Madeline after prayer
oil on canvas
127 x 99.7 cm
Walker Art Gallery, Liverpool, United Kingdom

Daniel Maclise (1806-1870) was an Irish history, literary and portrait painter, and illustrator, who worked for most of his life in London, England. He was one of the most celebrated Irish painters of the nineteenth century. His luminous colours, pictorial brilliance and sense of history astounded the British art world and the British public. His handsome stature, kindly nature, and personal charm won him many friends among the writers and society figures of Victorian London. Albert, the Prince Consort, spent entire afternoons in Maclise's studio, and writers like Charles Dickens, Thomas Moore, and Francis Sylvester Mahony were enthusiastic supporters of his work.
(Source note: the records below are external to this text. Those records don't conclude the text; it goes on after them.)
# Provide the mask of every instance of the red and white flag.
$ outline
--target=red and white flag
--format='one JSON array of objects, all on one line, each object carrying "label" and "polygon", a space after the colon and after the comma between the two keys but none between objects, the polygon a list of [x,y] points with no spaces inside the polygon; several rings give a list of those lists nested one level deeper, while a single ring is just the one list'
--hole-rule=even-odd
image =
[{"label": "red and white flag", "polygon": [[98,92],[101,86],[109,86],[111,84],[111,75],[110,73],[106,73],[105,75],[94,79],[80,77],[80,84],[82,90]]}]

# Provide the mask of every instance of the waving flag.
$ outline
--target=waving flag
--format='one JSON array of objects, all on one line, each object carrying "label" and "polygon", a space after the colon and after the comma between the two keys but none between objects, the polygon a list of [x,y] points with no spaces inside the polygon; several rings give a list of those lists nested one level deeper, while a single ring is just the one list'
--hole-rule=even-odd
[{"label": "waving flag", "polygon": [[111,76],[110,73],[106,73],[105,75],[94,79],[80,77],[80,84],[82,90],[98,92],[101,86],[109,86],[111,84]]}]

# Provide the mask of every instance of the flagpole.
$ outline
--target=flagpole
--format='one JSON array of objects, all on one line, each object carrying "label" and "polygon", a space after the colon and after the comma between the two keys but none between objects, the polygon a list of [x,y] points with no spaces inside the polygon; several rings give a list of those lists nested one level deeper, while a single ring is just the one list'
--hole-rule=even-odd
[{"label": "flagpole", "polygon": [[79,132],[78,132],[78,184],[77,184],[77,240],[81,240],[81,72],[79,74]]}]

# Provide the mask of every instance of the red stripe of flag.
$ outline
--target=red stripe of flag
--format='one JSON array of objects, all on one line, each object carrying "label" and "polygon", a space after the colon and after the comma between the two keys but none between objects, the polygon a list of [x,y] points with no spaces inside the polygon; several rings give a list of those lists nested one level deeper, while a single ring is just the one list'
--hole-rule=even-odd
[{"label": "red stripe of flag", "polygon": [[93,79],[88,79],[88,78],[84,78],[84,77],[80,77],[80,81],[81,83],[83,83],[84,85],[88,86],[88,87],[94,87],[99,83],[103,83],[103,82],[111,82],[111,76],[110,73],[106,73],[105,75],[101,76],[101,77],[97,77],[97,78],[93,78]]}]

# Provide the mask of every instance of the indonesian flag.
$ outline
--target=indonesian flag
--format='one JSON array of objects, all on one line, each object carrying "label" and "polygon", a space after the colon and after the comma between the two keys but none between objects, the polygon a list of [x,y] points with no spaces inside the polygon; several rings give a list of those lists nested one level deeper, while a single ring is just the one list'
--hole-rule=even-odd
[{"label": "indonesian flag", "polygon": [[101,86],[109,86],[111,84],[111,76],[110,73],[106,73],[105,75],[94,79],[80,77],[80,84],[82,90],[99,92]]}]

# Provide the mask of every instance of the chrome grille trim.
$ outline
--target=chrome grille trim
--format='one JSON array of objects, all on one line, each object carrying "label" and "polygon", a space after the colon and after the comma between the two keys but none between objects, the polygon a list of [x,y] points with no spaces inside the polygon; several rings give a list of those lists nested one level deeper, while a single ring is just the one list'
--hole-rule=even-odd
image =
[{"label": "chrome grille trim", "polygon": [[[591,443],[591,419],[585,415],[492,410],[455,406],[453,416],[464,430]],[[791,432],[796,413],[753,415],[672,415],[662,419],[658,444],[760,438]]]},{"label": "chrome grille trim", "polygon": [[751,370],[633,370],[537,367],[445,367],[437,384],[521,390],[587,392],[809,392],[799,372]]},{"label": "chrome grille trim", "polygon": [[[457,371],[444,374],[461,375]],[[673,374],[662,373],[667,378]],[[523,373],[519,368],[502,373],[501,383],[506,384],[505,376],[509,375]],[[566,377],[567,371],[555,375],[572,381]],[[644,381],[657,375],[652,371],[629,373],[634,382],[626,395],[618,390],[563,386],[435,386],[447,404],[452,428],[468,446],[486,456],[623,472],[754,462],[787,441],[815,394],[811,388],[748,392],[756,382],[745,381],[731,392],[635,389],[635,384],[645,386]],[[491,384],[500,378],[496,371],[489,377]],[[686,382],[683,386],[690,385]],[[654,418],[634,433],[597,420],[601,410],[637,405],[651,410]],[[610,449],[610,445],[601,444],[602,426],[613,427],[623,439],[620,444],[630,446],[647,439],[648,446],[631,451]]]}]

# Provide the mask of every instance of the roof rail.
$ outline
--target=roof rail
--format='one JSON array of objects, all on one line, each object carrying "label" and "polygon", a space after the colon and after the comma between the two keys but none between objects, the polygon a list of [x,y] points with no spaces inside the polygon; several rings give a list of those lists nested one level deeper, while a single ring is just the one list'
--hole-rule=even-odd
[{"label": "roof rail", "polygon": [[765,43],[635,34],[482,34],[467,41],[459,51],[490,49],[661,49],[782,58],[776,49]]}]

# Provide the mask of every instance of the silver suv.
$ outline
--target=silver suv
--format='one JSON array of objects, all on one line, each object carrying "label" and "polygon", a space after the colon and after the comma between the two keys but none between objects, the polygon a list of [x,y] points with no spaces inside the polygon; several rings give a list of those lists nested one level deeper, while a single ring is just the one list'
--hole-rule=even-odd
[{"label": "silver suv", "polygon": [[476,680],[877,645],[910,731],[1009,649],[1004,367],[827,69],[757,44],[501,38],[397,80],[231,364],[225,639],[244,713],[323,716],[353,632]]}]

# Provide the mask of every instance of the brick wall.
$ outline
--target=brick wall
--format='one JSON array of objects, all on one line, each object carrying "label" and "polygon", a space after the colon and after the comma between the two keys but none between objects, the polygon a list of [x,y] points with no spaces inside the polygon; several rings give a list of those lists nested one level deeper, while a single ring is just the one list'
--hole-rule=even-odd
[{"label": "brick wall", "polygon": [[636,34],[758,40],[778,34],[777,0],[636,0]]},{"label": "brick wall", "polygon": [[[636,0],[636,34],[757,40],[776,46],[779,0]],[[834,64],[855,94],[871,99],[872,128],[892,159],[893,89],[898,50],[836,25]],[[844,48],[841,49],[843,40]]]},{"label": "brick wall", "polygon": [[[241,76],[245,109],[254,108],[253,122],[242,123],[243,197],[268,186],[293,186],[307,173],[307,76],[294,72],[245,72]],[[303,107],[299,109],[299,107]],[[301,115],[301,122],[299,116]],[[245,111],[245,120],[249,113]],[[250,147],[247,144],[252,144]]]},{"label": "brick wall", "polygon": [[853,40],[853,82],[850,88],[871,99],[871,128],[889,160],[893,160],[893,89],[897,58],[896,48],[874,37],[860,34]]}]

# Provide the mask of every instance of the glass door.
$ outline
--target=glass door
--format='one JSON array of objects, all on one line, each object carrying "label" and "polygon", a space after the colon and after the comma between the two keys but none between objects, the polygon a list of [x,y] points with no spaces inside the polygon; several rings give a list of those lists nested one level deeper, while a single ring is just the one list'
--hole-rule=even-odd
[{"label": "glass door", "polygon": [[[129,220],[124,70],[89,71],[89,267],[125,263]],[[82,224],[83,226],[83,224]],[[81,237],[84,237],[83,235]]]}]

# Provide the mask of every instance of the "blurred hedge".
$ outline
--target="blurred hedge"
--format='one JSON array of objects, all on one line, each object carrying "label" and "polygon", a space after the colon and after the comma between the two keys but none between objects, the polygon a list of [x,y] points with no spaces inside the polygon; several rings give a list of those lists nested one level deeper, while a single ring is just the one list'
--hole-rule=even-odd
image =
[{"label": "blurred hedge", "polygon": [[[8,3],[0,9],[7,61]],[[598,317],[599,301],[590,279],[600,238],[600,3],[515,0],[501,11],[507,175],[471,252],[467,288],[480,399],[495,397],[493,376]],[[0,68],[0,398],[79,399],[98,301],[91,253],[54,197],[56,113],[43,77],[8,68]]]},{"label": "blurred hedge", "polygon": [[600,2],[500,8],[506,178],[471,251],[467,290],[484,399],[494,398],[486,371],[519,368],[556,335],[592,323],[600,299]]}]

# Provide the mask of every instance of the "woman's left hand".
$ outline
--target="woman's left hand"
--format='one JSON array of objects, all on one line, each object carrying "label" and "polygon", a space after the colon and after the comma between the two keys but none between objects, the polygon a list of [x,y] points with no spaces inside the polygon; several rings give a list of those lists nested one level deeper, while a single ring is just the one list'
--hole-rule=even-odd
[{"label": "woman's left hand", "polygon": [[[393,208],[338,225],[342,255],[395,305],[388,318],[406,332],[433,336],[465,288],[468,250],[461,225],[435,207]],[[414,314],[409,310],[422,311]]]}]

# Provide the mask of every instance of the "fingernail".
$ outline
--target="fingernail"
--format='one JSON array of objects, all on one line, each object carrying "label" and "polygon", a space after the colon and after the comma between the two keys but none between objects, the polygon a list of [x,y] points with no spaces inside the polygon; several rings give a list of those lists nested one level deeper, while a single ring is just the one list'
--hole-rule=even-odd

He was born in Cork City, Ireland, as the son of a tanner or shoemaker, but formerly a Scottish Highlander soldier. After working in Newenham's Bank for two years, his passion for drawing led him to pursue a career in art which he studied at the Cork Society of Arts. His mature style developed during the 1840s under the influence of continental art. In 1835 he was elected an Associate of the Royal Academy and in 1840, a full Member. His vast painting of The Marriage of Strongbow and Aoife (1854) hangs in the National Gallery of Ireland, Dublin. It portrays the marriage of the main Norman conqueror of Ireland "Strongbow" to the daughter of his Gaelic ally. The intense application which he gave to great historic works, and various circumstances connected with the commission, had a serious effect on his health. He began to shun the company in which he formerly delighted, his old buoyancy of spirits was gone, and when, in 1865, the presidency of the Royal Academy was offered to him he declined the honour. He died of acute pneumonia at his home in Chelsea.